Note: Since @oznome has discontinued maintenance of pidsvc-docker, work on this service as well as associated automation tools has been moved to https://github.com/internetofwater/IoW-PIDsvc
This is a deployment system using docker for the PIDsvc developed by CSIRO. https://www.seegrid.csiro.au/wiki/Siss/PIDService#Prerequisites
The Persistent Identifier Service (PID Service) enables resolution of persistent identifiers. All incoming HTTP requests are intercepted by an Apache HTTP web server level and passed to a dispatcher servlet that matches a pattern of an incoming request and compares it with the patterns configured in the PID Service and stored in a persistent relational data store (e.g. PostgreSQL) and then performs a set of user-defined actions, such as, HTTP header manipulation, redirects, proxying requests, delegating resolution to another service, etc. It features extendable architecture for future improvements and supports multiple control interfaces - visual user interface (UI) as well as programmable API for remote user-less management of URI mapping rules.

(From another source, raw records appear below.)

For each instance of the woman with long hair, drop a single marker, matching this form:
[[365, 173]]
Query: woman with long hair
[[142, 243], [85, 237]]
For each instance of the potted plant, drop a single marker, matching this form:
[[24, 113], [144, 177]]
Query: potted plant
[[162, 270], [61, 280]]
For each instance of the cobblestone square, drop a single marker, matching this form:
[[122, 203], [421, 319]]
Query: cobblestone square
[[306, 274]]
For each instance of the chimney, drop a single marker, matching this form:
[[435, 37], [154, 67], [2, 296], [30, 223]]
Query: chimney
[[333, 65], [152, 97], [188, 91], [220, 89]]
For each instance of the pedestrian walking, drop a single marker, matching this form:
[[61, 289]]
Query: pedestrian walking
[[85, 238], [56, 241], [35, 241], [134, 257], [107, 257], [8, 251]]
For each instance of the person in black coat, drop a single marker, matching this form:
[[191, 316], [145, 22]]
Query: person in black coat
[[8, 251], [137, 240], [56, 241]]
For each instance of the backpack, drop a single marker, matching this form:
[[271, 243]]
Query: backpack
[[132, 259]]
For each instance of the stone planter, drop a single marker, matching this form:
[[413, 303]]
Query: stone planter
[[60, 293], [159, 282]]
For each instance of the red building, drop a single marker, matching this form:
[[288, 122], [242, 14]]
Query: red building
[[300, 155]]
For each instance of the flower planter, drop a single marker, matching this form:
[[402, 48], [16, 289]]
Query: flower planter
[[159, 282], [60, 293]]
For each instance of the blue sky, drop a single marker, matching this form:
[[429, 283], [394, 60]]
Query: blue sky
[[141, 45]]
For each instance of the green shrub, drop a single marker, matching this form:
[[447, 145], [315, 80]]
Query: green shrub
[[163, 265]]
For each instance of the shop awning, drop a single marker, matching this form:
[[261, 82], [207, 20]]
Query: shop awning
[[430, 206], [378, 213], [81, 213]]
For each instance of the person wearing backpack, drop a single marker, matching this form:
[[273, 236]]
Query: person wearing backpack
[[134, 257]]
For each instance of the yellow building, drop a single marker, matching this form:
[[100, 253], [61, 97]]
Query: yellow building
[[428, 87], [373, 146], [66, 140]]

Implementation has taken into account findings, requirements and observations discovered during technology review and prototype implementation phases that immediately preceded implementation of the PID Service: https://www.seegrid.csiro.au/wiki/bin/view/SISS4BoM/PIDTechnologyReview https://www.seegrid.csiro.au/wiki/bin/view/SISS4BoM/PIDPrototypeSolution
This docker configuration includes 3 images: a postgres database, tomcat (with a pidsvc .war for the dispatcher, API, and user interface) and apache2 as a request interceptor and load balancer. It is designed to easily allow deployment of the PIDsvc, including with load balancing for greater scalability. Scaled to 5 replicas, it has been tested to drop less than 20 of 1,000,000 requests made over 160 minutes (~1000/s).
This assumes a machine running Ubuntu 18.04 LTS with at least 10GB of disk space and 1.5GB of RAM
- Install Docker
- Install Docker-Compose
git clone []
to your Server (ubuntu 18.04 LTS)- create directory /srv/pid/data/PIDsvc for backup of database
docker-compose build
docker-compose up --scale tomcat3=5
One can set tomcat3=n, where n is number of pidsvc instances desired for apache to load balance to over docker internal round-robin DNS- Pidsvc is deployed at http://localhost:8095
Current test deployment is at https://geoconnex.us/pidsvc
The most straightforward way to serve the PID service over https is to set up a reverse proxy that routes all https traffic coming through port 443 to the "backend service" running on the tomcat docker image on port 8095, and redirects all http traffic coming through port 80 to port 443. The simplest way to do this is with the Caddy server, which by default provisions and renews free SSL certificates from letsencrypt.org.
- Install Go
- git clone -b v2 "https://github.com/caddyserver/caddy.git"
- cd caddy/cmd/caddy/
- go build
- Manual Install caddy server for Linux
- caddy reverse-proxy --from example.com --to localhost.IP.address:8095
- BasicAuth implemented on virtual host, with password hashes stored on server. When BasicAuth is enabled, the GUI import/restore feature does not work. Long term, this either needs to be fixed or in production all batch mappings need to be done through the API by an authorized user/ machine.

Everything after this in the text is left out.